Otherwise Oil Search’s second quarter was largely as expected, other than the key element of cost. Second-quarter production fell 5% to 6.9 mmboe. This was largely as expected given 13 days scheduled maintenance at PNG LNG. Further, oil and liquids production was softer with outages involving reinstatement from earthquake-impacted levels. Our full-year group production forecast remains 29 mmboe, still toward the lower end of now marginally downgraded 28-31 mmboe company guidance. But full-year production costs are expected to be higher due to more earthquake recovery work than previously anticipated, and delayed booking of insurance recovery. We see no implication for the longer term and at AUD 7.18 Oil Search shares trade at close to fair value.
Our 2019 and 2020 EPS forecasts are little changed at AUD 0.34 and AUD 0.33, respectively. Oil Search lifted 2019 production cost guidance to USD 11-12 per boe from AUD 9-10 per boe. But other operating cost guidance fell by approximately 10% to USD 135-145 million, and second quarter exploration write-down came in at a lower than anticipated USD 12 million. Further, cash levels are aided by reduced 2019 capital expenditure guidance of USD 500-600 million, down from USD 545-655 million due to later timing for PNG LNG expansion FEED, and development at Angore.
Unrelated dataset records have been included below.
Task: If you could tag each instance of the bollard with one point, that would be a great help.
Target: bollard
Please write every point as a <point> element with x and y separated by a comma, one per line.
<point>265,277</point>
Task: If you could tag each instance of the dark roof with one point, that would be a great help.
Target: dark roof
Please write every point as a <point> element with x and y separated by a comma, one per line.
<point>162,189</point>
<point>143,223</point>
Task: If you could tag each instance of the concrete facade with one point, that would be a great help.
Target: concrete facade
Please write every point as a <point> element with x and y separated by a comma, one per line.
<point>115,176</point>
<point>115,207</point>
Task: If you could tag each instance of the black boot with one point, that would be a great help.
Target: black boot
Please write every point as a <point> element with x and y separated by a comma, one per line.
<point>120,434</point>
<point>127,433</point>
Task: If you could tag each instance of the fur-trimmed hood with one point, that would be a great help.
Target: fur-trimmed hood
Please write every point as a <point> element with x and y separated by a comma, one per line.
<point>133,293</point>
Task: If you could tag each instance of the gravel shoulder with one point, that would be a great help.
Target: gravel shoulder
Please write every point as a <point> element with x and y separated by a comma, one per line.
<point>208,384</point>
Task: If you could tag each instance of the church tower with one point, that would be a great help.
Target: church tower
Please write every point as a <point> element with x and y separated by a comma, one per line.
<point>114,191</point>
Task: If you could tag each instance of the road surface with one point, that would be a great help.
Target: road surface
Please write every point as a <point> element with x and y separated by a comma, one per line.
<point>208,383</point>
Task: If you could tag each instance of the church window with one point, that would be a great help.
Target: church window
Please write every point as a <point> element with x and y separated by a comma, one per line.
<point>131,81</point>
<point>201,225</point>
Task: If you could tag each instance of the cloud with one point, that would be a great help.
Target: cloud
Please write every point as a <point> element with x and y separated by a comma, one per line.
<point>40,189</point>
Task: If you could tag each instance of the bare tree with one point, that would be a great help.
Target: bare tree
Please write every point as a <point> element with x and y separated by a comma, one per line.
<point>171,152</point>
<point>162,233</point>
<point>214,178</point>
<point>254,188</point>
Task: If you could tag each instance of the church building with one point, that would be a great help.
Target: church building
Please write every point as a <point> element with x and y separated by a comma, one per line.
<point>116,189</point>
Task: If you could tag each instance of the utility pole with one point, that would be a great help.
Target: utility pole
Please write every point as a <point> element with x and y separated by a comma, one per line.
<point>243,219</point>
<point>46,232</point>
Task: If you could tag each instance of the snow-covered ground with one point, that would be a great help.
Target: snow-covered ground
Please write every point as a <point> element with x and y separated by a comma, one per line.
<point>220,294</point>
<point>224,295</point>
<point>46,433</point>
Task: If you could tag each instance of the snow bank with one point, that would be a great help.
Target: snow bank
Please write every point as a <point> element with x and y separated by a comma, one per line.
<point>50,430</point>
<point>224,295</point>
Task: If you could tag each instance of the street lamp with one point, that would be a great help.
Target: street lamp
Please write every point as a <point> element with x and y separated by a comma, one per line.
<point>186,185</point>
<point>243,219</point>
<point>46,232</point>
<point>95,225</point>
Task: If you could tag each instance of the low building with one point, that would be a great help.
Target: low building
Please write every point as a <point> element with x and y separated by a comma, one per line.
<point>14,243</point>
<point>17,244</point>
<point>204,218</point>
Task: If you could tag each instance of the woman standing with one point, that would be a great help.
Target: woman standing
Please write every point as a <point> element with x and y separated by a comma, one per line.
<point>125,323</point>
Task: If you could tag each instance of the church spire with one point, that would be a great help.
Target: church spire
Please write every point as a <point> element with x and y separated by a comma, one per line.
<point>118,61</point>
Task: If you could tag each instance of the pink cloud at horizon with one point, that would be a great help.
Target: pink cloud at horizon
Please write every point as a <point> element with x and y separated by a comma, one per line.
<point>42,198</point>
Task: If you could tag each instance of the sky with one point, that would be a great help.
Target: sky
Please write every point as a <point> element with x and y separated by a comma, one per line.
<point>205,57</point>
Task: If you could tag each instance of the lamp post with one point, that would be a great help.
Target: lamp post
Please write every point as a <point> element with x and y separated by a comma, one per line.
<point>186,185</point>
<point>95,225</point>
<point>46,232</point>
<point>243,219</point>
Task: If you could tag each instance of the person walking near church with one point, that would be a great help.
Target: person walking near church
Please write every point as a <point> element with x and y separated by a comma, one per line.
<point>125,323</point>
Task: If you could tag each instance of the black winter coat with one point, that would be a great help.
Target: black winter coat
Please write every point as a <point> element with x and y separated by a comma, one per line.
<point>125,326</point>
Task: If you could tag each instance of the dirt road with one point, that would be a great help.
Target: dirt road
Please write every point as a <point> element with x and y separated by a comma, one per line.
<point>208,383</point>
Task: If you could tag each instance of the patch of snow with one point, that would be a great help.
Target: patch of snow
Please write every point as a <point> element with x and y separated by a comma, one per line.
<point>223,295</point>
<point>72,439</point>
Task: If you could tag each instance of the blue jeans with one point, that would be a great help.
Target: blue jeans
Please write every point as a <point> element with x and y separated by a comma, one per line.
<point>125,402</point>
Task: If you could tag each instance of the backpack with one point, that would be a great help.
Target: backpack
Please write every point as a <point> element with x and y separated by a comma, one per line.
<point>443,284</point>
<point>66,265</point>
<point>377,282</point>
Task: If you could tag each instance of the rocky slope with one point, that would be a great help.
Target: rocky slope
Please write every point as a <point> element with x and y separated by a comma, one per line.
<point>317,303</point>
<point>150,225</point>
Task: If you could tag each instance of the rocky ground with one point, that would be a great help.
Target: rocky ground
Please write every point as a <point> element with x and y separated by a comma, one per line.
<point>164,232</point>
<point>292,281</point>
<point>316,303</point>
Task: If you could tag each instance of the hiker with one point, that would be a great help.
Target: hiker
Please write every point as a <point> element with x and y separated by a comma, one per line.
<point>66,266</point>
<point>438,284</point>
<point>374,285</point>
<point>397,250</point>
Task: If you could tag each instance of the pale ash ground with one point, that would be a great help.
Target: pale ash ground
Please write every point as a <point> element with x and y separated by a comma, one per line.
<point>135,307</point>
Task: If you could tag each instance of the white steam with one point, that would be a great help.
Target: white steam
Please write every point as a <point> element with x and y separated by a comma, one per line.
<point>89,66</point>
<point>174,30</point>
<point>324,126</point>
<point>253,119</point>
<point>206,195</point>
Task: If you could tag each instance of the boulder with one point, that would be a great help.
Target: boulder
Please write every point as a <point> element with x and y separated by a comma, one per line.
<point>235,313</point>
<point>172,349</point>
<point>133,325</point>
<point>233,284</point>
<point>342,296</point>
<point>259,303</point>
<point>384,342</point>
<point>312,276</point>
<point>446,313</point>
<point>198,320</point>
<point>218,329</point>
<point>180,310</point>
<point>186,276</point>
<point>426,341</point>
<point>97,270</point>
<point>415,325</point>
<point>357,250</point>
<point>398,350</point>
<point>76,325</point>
Net debt of USD 2.6 billion at end June is consequently better than anticipated assisting full year net interest of guidance of USD 117-121 million. Annualised net debt/EBITDA is 2.7.
Our AUD 7.00 fair value estimate assumes 6.8% 10-year group EBITDA CAGR to USD 1.9 billion by 2028, assuming a midcycle Brent crude price of USD 60 per barrel in 2022 dollars, and an AUD/USD exchange rate of 0.70. It equates to a 2028 EV/EBITDA multiple of 4.9, excluding AUD 2.05 for Other PNG gas resources and Alaska Slope. We assume above-average risk to equity, incorporating a 3.0% sovereign risk premium for PNG. Removing the premium would increase our fair value by 43% to AUD 10.00 from AUD 7.00, considerably above the share price, and to within 4-star territory.
PNG LNG comprises the lion's AUD 4.90 or 70% share of that fair value contributing 26 million barrels of oil equivalent, or mmboe, or 90% of Oil Search's current 29 mmboe in group annual production. Impending conclusion of Gas Agreements, together with commercial agreements supporting integration, including PNG LNG site and facilities access, will clear the way for an aligned FEED entry in 2019 and final investment decision in 2020. A benefit from the PNG LNG side is existing developed gas fields will be able to support expanded production to at least 2029, before development of P’nyang might be required. This defers upstream spending and is NPV valuable. Despite anticipated reduced capital intensity and improved returns on new invested capital, we still don't ascribe Oil Search a moat. We expect ROICs to improve from current mid-single-digit levels towards 10% in the long-run, remaining below our assessed 11.6% WACC.